The structures, policies, and barriers to protection and justice that allow for discrimination against people of color are evident in almost every aspect of American life. Voting regulations and structural barriers suppress Black and Latinx votes. Hiring and promotion policies have severely limited Black Americans – and Black women specifically – from assuming corporate executive leadership roles. And barriers to accessing health education and resources leave Black people far more vulnerable to a myriad of conditions than their white counterparts. The coronavirus pandemic has truly underscored that last point, particularly now that the United States COVID-19 death count has passed the 100,000 mark and it is becoming increasingly clear that Black and Latinx deaths make up a disproportionate share of that total.

It is well past time for action, and what needs to be done remains clear: we must actively work to dismantle racist structures and beliefs in our workplaces, communities, and personal lives. This means listening to BIPOC voices when they speak out about their experiences. This means acknowledging privilege where it exists and understanding how to use that privilege to protect and uplift BIPOC individuals.
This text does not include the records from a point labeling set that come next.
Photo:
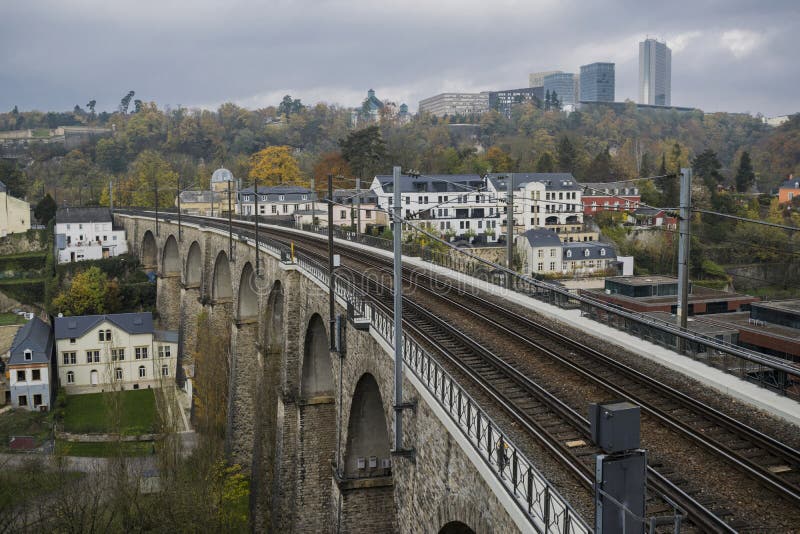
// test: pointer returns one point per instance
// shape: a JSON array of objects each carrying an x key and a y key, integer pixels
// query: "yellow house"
[{"x": 15, "y": 214}]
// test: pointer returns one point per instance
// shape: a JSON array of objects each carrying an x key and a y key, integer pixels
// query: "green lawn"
[
  {"x": 11, "y": 318},
  {"x": 133, "y": 413},
  {"x": 24, "y": 423},
  {"x": 104, "y": 449}
]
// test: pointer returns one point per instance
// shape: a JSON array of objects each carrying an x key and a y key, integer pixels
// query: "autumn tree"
[
  {"x": 90, "y": 293},
  {"x": 275, "y": 165},
  {"x": 364, "y": 150},
  {"x": 332, "y": 163}
]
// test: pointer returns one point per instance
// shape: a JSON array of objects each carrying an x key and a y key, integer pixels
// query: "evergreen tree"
[
  {"x": 545, "y": 163},
  {"x": 745, "y": 176},
  {"x": 567, "y": 155}
]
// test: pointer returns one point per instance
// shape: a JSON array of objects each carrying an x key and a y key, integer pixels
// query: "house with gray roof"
[
  {"x": 114, "y": 352},
  {"x": 87, "y": 234},
  {"x": 31, "y": 367},
  {"x": 278, "y": 200}
]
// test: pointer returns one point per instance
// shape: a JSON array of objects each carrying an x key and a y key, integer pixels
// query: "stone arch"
[
  {"x": 317, "y": 376},
  {"x": 221, "y": 285},
  {"x": 367, "y": 453},
  {"x": 456, "y": 527},
  {"x": 149, "y": 251},
  {"x": 247, "y": 301},
  {"x": 193, "y": 275},
  {"x": 170, "y": 259}
]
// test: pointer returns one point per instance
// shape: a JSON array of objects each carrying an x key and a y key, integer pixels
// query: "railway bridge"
[{"x": 314, "y": 426}]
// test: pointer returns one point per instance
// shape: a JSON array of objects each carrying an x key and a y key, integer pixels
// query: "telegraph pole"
[
  {"x": 331, "y": 267},
  {"x": 258, "y": 262},
  {"x": 683, "y": 250},
  {"x": 358, "y": 206},
  {"x": 397, "y": 228},
  {"x": 230, "y": 224},
  {"x": 510, "y": 230}
]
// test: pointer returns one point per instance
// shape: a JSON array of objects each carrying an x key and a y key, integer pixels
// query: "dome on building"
[{"x": 221, "y": 175}]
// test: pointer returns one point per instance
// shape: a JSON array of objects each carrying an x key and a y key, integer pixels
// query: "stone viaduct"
[{"x": 318, "y": 454}]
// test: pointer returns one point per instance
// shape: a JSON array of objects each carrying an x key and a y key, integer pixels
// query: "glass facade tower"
[
  {"x": 655, "y": 73},
  {"x": 597, "y": 82}
]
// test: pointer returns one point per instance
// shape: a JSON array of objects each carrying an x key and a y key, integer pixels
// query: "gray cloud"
[{"x": 727, "y": 55}]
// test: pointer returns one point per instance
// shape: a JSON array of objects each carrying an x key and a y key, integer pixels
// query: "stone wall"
[{"x": 291, "y": 444}]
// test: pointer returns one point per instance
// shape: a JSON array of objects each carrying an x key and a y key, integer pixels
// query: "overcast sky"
[{"x": 727, "y": 55}]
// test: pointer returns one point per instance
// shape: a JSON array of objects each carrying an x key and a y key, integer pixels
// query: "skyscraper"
[
  {"x": 563, "y": 84},
  {"x": 597, "y": 82},
  {"x": 655, "y": 73}
]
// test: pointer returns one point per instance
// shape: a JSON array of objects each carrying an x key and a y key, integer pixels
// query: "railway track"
[{"x": 554, "y": 423}]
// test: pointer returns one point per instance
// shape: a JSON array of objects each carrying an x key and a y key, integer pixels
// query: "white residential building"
[
  {"x": 114, "y": 352},
  {"x": 30, "y": 367},
  {"x": 463, "y": 206},
  {"x": 276, "y": 200},
  {"x": 87, "y": 234}
]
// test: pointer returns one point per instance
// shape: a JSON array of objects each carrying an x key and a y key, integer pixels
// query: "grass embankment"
[
  {"x": 126, "y": 412},
  {"x": 24, "y": 423}
]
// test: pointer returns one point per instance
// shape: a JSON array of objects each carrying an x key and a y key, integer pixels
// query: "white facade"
[
  {"x": 107, "y": 357},
  {"x": 459, "y": 211},
  {"x": 89, "y": 241}
]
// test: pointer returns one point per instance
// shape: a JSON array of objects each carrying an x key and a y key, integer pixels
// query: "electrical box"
[{"x": 615, "y": 426}]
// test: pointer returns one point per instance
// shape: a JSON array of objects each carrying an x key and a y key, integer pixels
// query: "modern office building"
[
  {"x": 655, "y": 73},
  {"x": 455, "y": 104},
  {"x": 597, "y": 82},
  {"x": 563, "y": 84},
  {"x": 503, "y": 101},
  {"x": 536, "y": 79}
]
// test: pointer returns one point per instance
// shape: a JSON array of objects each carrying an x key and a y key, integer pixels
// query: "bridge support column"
[
  {"x": 244, "y": 376},
  {"x": 168, "y": 300},
  {"x": 360, "y": 500},
  {"x": 317, "y": 432},
  {"x": 190, "y": 309}
]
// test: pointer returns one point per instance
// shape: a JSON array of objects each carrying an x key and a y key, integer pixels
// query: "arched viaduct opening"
[
  {"x": 194, "y": 266},
  {"x": 149, "y": 251},
  {"x": 221, "y": 286},
  {"x": 170, "y": 260},
  {"x": 456, "y": 527}
]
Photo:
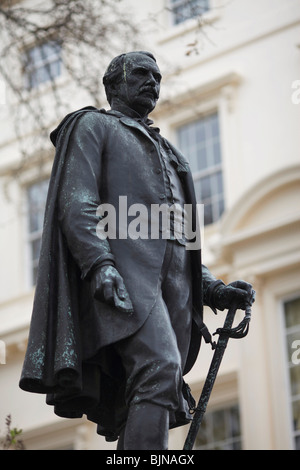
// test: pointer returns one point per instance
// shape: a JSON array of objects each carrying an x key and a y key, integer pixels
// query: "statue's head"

And, for those among us who are white or benefit from privilege in other ways, this means holding each other accountable to these efforts, not only today but every day.

As a membership organization comprised of and supporting academic institutions, the National Network of Depression Centers encourages our members and non-members alike to:

  • Champion the implementation of policies to identify and address racism and unconscious bias at all levels;
  • Challenge practices that prevent or discourage people of color from seeking out and obtaining leadership roles, particularly in research and health care fields;
  • Join together with public health agencies, municipal governments, and BIPOC-led community efforts to advocate for systemic changes in policing and accountability to end police brutality; and
  • Call on federal, state, and local leaders to provide substantial funding for community-based mental health and services, particularly now as recent police brutality compounds the stress and psychological trauma already inflicted by the coronavirus pandemic.

Compassion and empathy are paramount, now and always, as we work together to enact meaningful change in our communities.


J. Raymond DePaulo, Jr, MD
Chair, National Network of Depression Centers
Co-Director, Johns Hopkins Mood Disorders Center

Sandra J. Weiss, PhD, DNSc, FAAN
Vice Chair, National Network of Depression Centers
Co-Director, UCSF Disorders Center

Dane Larsen
Executive Director, National Network of Depression Centers

The National Network of Depression Centers is a 501(c)(3) non-profit consortium of leading depression centers collaborating to lift the burden of depression and bipolar disorders. We transform lives through innovations in treatment and prevention for depression and bipolar disorders, working towards a future world free of stigma, where everyone has access to effective, evidence-based care.